The 2005 Melbourne Cup was to be her last race.

There was a bit of controversy, something that is not rare in racing, but she was given 58 kg for the race, far beyond the weight typically allotted to a mare in w.f.a. racing.

Some saw that as unjust, but the real controversy was that her connections hinted that Makybe Diva would not run the 2005 Melbourne Cup if the track was too firm.

The VRC bowed to the pressure, watered the track, and Makybe Diva was declared.

In her signature pattern, she settled at the back and steadily gained ground, hitting the lead with 300 metres remaining and winning comfortably by 1- ¼ lengths over the $71 shocker On A Jeune.

Owner Tony Santic announced that Makybe Diva would be retired as he was being handed the Cup.

Lee Freedman delivered the famous quote, "Go find the smallest child on this course, and there will be the only example of a person who will live long enough to see that again."

If that child were three years of age at that time, it suggests that there is a stayer to come that must win three Melbourne Cups by the end of the 21st century, which seems unlikely, given the direction racing is taking.


Makybe Diva was of course decorated. She was given the first Spirit of Sport Award in 2006. She was inducted into the Australian Racing Hall of Fame that same year. A life-sized bronze statue of her greets visitors to Flemington. Follow our horse racing tips for the next Melbourne Cup.

She was highly sought after as a breeder, but as often is the case, nothing came out of her anywhere near her equal as a racer.

Her line was 36 starts for 15 wins and 7 placings.
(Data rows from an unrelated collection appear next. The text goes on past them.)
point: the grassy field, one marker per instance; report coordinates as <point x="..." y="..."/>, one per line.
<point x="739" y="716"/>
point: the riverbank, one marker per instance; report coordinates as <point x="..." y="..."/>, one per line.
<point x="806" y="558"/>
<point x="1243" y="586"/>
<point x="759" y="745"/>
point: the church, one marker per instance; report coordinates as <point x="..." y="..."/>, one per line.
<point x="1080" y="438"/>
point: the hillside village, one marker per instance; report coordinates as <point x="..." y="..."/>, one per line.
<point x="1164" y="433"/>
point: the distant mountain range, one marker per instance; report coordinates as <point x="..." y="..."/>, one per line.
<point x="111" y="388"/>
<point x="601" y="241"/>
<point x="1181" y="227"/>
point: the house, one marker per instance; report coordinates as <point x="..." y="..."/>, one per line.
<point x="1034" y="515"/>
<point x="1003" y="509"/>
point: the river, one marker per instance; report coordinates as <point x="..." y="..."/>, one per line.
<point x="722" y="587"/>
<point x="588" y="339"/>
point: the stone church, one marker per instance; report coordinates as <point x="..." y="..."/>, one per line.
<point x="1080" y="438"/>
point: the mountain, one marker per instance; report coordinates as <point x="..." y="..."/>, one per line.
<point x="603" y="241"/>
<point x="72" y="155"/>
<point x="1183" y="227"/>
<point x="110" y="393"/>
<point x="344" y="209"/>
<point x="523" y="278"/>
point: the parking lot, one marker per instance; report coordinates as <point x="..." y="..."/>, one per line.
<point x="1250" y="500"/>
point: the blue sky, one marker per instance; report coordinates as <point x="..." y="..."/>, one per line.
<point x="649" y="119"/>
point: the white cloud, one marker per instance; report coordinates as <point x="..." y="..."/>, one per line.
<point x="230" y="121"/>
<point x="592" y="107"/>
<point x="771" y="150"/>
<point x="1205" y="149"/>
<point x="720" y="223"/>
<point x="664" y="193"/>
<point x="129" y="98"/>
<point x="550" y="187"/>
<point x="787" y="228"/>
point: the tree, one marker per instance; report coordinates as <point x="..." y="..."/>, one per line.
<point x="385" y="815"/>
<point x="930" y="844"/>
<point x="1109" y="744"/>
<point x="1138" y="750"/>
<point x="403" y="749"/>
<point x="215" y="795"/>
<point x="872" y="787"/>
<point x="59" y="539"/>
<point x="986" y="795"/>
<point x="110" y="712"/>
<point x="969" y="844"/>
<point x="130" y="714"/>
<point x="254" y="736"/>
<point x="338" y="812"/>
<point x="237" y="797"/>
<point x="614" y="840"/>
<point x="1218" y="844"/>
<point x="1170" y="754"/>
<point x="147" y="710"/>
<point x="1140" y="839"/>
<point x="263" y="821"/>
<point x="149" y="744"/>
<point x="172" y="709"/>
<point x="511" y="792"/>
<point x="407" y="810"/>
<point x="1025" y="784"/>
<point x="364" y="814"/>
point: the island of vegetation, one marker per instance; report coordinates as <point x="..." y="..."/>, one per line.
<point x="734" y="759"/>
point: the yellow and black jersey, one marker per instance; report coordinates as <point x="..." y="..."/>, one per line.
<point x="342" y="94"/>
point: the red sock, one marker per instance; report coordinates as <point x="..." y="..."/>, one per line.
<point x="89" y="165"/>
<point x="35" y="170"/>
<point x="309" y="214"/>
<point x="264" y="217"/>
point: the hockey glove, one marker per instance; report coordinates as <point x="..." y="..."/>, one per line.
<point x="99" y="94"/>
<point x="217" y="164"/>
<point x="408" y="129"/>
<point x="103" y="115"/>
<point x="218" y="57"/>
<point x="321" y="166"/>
Ten of those wins were Group 1 races, although at the time she won the Memsie and the Turnbull both races were rated as Group 2.

We will not be around to see if Lee Freedman’s words were prophetic or not, but even if by some stretch a horse would win three Melbourne Cups to move level, or four to establish a new mark, Makybe Diva’s memory will not be tarnished, just as her bronze statue at Flemington will always gleam.